Seit 1997 ist Dirk Rasch Präsident des VfL Osnabrück – gestern musste der 56-Jährige an einem Tag mehr TV-Interviews geben als sonst in einem Jahr.
Herr Rasch, was wissen Sie über die Verstrickungen von Spielern aus der letztjährigen Mannschaft in Spielmanipulationen?
Das sind bislang für uns nur Mutmaßungen, die wir Ihrer Zeitung entnommen haben. Wir beteiligen uns nicht an Spekulationen, erst recht nicht, wenn Namen genannt werden. An Fakten wissen wir nur das, was bei der Pressekonferenz in Bochum verkündet worden ist.
Was war Ihre erste Reaktion, als Sie am Donnerstagabend von dem Verdacht erfuhren?
Ich war schockiert und hatte eine schlaflose Nacht; immer wieder habe ich die beiden genannten Spiele an meinem inneren Auge vorbeiziehen lassen. Ich will und kann einfach nicht glauben, dass das wahr ist.
Und wenn es sich doch als richtig herausstellt?

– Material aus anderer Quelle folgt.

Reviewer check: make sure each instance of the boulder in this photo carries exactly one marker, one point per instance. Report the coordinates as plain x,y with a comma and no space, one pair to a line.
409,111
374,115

Wir, der VfL Osnabrück, der Verein, der für Fairplay, Bodenständigkeit und Familienfreundlichkeit steht, sind dann das Opfer! Wir sind schon jetzt die Leidtragenden, denn in allen Medien ist in Zusammenhang mit dem Wettskandal nur von Osnabrück die Rede. Ich betone: Wenn da etwas dran ist, dann bezieht sich das alles auf die letzte Saison und die Mannschaft der Vorsaison! Eins kann ich sagen: Wenn tatsächlich Spiele zu unseren Ungunsten manipuliert worden sind, werden wir mit allen rechtlichen Mitteln gegen die Verursacher vorgehen.
Sicher ist, dass der VfL in der letzten Saison einem Spieler geholfen hat, der Wettschulden hatte.
Das stimmt, und ich kann nicht erkennen, was daran falsch gewesen sein soll. Dieser Spieler stand unter enormen Druck und hat sich uns im März mit seiner Spielsucht geöffnet. Sein Signal war „Helft mir!“, und wir haben geholfen. Und zwar nicht nur mit einem Gehaltsvorschuss, sondern auch mit der Vermittlung eines Therapeuten, den er aufgesucht hat.